Albenga. Due servizi di controllo negli ultimi tre giorni. Sono quelli effettuati e coordinati dalla Compagnia Carabinieri di Albenga che, dal pomeriggio fino a notte fonda, ha messo sotto la lente di ingrandimento le principali aree abbandonate cittadine, solitamente utilizzate come bivacchi abusivo.
I militari hanno anche potenziato i controlli degli assi viari allo scopo di contrastare il crimine diffuso e il degrado urbano. I pattugliamenti sono stati effettuati con personale in borghese e militari in uniforme supportati costantemente da unità cinofile specializzate. “Sorvegliate speciali” questa volta sono state le piazze principali e quelle periferiche, i giardini pubblici gli scali ferroviari e tutti gli autobus di linea in transito da piazza del Popolo. Il centro storico, ugualmente monitorato, non ha registrato “presenze indesiderate”.

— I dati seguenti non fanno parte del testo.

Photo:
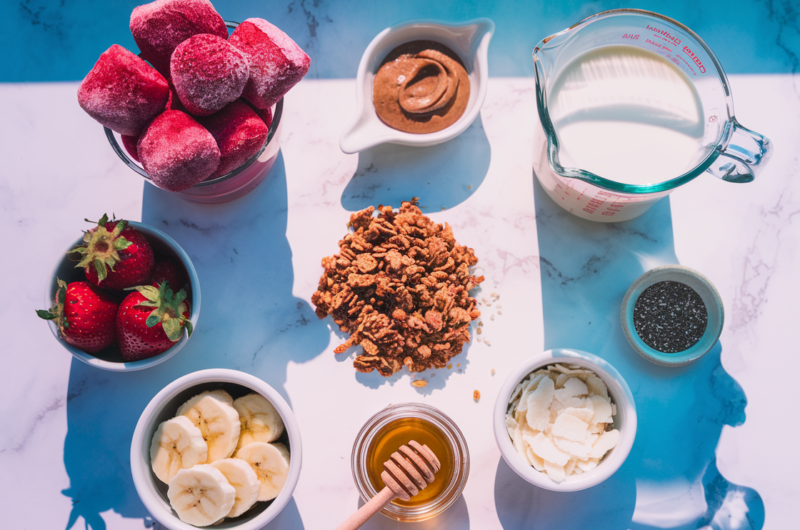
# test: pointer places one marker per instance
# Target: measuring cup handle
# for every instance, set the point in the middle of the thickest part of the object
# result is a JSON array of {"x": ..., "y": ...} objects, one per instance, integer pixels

Il bilancio di questa attività anticrimine conta l’arresto di un tunisino in piazza Paolo VI (leggi qui), e 6 deferimenti all’autorità giudiziaria di cittadini stranieri di varie origini (Marocco, Tunisia, Ecuador) responsabili di illeciti inerenti leggi speciali e codice penale. Nove sono complessivamente le pattuglie utilizzate nei due servizi straordinari, mentre cinque i siti abbandonati ispezionati con il supporto delle unità cinofile del Nucleo Carabinieri di Villanova d’Albenga.
L’ARRESTATO
I militari dell’Aliquota Radiomobile di Albenga hanno arrestato ieri pomeriggio un cittadino tunisino di 57 anni, pregiudicato, accusato di aver aggredito un altro cittadino pregiudicato, ma di nazionalità italiana. Secondo quanto accertato dai carabinieri una discussione per futili motivi è rapidamente degenerata culminando in uno scontro fisico a colpi di bottiglie rotte, alcuni dei quali raggiungono l’italiano al collo ed al braccio. L’azione violenta, per le modalità e le circostanze in cui è avvenuta, ha lasciato propendere l’incriminazione per tentato omicidio.
I DENUNCIATI
Durante i controlli in Piazza del Popolo e Lungocenta Trento, sono stati rintracciati, identificati e denunciati, due cittadini marocchini di 31 e 27 anni, entrambi pregiudicati ed irregolari sul territorio nazionale, per violazione di obblighi imposti dall’Autorità. Il primo infatti risultava colpito da una misura cautelare imposta dall’Autorità Giudiziaria savonese di divieto di dimora nel comune ingauno, il secondo è stato denunciato perché non ha rispettato un divieto di dimora in Albenga emesso dal Questore di Savona.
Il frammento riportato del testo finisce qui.